The Criminalization of the US Banking System.

Tuesday, May 22, 2012
By Paul Martin

by Ann Robertson and Bill Leumer
Global Research
May 21, 2012

Bankers and Forgiveness

When homeowners have fallen behind in their mortgage payments, whether because of a job loss or because the interest rates just shot up, the bankers have responded coldly. Led by their economic interests, they set their robo-signers working overtime on foreclosures, forcing millions of people out of their homes. Back during the height of this current economic crisis, when Congress considered passing legislation that would have allowed judges to lower home loans in order to prevent these foreclosures, the banks lobbied furiously and killed the legislation.

But when the bankers themselves commit their own transgressions — not innocent and unavoidable transgressions like not paying back a loan because you lost your job thanks to the bankers’ recession — but actually breaking the law, the government not only forgives them, it virtually becomes an accomplice in their crimes.

Robo-signing, for example, is a crime. It occurred when bank employees signed thousands of documents, claiming they were accurate, without bothering to verify their claim. Yet no one went to jail.

In a recent New York Times article, Jesse Eisinger pointed out that the JPMorgan scandal has raised an array of questions:

“What did Jamie Dimon, JPMorgan’s chief executive, and Doug Braunstein, the chief financial officer, know, and when did they know it? Were the bank’s first-quarter earnings accurate? Were top JPMorgan officials misleading when they discussed the chief investment office’s investments? … The first question on everyone’s mind should be whether any existing laws were broken.” (May 17, 2012).

However, Eisinger was quick to point out in relation to the last question: “That it hasn’t been asked shows how little true accountability there has been since the financial crisis. No top-tier banker has gone to prison for the many bank failures, the deceptive sales practices or the misrepresentations of the books.”

The laws for the 1 percent are treated by the government as if they were humble requests — nothing to be seriously enforced if the 1 percent decline to accept. The laws for the 99 percent are brutally enforced, not to mention the prevalent police brutality that occurs without any legal justification.
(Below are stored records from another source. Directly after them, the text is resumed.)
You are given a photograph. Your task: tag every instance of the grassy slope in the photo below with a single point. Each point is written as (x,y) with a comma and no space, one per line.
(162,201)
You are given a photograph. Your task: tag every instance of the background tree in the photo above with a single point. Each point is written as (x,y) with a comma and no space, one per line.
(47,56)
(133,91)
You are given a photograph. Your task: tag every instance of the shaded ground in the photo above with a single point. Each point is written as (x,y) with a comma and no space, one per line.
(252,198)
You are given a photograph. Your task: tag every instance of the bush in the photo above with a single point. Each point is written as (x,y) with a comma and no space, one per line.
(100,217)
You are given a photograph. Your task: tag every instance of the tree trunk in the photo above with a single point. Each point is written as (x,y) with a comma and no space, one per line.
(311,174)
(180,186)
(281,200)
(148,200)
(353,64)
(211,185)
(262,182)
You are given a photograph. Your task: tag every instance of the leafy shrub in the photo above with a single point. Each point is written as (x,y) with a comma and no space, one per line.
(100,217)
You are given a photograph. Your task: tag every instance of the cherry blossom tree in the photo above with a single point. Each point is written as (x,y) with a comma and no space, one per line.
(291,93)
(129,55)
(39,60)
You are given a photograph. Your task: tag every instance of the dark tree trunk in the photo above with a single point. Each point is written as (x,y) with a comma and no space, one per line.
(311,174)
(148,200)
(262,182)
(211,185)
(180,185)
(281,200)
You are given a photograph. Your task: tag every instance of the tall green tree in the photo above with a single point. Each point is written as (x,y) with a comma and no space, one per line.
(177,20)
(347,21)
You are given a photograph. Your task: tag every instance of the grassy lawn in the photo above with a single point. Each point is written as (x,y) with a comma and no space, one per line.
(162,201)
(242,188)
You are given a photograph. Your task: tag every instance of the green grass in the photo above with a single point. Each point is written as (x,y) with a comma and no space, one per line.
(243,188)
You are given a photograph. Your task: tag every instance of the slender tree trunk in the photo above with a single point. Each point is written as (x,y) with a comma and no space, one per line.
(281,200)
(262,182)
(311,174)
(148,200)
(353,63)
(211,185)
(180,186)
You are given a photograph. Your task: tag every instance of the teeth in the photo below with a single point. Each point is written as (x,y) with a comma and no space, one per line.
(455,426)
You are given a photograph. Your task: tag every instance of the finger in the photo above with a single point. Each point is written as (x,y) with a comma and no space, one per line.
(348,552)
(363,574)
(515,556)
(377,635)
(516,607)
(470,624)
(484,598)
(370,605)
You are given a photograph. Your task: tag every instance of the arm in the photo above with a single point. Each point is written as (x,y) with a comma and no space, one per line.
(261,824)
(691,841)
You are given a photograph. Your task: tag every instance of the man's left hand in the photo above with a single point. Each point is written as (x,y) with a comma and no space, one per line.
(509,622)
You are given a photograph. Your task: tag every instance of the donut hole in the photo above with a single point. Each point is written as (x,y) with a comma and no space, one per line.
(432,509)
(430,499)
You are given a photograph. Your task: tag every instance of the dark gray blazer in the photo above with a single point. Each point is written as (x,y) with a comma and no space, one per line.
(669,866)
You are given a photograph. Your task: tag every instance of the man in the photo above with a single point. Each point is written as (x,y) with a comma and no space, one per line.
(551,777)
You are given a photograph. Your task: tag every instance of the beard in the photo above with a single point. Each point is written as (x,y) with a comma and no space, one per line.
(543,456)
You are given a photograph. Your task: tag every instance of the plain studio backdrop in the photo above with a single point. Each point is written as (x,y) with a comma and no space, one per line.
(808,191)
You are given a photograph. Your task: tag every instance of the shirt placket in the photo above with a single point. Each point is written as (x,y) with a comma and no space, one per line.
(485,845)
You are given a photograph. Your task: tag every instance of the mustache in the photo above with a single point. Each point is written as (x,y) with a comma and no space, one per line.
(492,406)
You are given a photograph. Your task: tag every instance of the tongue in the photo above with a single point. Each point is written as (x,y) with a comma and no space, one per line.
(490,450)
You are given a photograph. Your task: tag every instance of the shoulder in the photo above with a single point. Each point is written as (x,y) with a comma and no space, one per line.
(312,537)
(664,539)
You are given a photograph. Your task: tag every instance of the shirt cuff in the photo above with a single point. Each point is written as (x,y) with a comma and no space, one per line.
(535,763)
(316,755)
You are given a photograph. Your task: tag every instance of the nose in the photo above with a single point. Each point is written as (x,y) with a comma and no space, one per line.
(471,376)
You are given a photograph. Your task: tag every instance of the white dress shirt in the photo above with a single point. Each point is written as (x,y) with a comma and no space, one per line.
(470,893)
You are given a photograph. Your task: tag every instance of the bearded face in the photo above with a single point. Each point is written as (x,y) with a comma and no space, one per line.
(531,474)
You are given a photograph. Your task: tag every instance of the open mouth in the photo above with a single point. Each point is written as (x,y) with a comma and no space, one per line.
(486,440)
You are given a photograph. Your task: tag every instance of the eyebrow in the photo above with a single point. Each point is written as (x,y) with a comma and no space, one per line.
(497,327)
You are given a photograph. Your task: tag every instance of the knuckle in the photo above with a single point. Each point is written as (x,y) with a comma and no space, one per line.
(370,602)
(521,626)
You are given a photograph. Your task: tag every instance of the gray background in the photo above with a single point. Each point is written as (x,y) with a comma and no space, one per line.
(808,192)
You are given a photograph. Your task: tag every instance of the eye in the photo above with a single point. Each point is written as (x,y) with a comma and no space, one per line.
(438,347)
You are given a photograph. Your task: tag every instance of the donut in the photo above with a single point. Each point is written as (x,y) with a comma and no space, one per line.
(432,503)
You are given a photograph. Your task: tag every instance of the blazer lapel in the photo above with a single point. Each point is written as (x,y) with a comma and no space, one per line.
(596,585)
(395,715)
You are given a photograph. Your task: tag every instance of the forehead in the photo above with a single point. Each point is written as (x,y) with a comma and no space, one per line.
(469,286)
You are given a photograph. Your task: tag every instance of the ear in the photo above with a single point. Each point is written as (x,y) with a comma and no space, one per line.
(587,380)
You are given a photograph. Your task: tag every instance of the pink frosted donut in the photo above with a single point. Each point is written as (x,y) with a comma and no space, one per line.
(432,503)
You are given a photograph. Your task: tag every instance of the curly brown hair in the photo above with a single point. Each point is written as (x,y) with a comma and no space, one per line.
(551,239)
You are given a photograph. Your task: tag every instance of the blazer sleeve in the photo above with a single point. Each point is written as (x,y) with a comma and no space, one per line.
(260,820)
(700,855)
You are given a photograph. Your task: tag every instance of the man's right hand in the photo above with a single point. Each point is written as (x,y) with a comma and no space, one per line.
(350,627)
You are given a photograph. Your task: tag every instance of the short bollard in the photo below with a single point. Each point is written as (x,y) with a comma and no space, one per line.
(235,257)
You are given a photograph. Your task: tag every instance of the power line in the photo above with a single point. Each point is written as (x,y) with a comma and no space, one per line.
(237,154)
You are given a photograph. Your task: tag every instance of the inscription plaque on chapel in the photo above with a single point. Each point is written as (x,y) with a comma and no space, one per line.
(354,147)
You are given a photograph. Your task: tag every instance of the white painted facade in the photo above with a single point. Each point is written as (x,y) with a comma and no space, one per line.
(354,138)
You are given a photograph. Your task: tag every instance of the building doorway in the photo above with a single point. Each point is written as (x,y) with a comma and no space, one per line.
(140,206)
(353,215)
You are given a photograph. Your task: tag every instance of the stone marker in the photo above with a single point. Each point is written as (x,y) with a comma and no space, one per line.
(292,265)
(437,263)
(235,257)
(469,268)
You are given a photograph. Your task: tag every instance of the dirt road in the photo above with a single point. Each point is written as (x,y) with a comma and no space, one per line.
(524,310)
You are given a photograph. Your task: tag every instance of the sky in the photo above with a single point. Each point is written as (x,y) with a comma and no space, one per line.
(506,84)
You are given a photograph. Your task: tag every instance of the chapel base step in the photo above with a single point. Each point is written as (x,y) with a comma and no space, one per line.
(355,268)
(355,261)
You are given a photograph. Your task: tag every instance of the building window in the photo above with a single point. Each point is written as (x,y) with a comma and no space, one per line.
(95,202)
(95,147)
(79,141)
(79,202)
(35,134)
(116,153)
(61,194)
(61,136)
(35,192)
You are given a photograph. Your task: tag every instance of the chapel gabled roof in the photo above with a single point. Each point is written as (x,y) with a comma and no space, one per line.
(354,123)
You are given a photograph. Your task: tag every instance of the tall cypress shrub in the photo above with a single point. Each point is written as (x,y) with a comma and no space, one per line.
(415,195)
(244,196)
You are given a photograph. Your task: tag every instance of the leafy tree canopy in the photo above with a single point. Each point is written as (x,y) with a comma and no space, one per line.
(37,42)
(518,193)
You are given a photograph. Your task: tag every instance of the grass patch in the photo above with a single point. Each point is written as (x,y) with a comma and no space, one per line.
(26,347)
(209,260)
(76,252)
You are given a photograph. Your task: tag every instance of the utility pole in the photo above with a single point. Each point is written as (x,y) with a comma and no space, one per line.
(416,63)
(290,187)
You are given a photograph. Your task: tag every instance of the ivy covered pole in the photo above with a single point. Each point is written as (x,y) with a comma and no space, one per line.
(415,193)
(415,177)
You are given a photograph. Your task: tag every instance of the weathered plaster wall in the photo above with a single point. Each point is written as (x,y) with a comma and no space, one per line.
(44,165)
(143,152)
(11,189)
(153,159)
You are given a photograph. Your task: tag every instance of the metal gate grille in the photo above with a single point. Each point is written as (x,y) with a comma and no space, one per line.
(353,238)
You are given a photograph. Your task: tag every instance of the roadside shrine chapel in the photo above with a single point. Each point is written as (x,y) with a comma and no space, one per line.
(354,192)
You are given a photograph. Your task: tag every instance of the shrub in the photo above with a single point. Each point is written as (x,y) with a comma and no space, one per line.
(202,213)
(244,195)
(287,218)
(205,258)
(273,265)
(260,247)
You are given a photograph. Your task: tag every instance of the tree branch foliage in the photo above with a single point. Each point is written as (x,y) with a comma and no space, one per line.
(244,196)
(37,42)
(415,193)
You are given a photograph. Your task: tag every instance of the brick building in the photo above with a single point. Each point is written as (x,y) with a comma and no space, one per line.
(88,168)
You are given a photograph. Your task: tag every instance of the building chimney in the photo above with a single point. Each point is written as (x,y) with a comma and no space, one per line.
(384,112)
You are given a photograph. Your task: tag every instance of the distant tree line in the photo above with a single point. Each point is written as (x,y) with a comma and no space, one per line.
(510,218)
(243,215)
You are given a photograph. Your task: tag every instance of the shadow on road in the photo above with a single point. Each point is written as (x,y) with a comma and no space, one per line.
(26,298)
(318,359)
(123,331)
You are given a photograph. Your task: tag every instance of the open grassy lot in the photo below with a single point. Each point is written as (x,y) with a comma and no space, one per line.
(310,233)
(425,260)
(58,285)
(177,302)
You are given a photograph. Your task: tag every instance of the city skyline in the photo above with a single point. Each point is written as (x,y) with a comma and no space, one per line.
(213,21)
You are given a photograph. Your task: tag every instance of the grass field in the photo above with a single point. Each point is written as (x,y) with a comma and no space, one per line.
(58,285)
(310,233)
Back in 2011, Gretchen Morgenson and Louise Story, in another New York Times article (July 7, 2011), reported federal prosecutors adopted a gentler code for bankers:

“Federal prosecutors officially adopted new guidelines about charging corporations with crimes — a softer approach that, longtime white-collar lawyers and former federal prosecutors say, helps explain the dearth of criminal cases despite a raft of inquiries into the financial crisis. … The guidelines left open a possibility other than guilty or not guilty, giving leniency often if companies investigated and reported their own wrongdoing. In return, the government could enter into agreements to delay or cancel the prosecution if the companies promised to change their behavior.”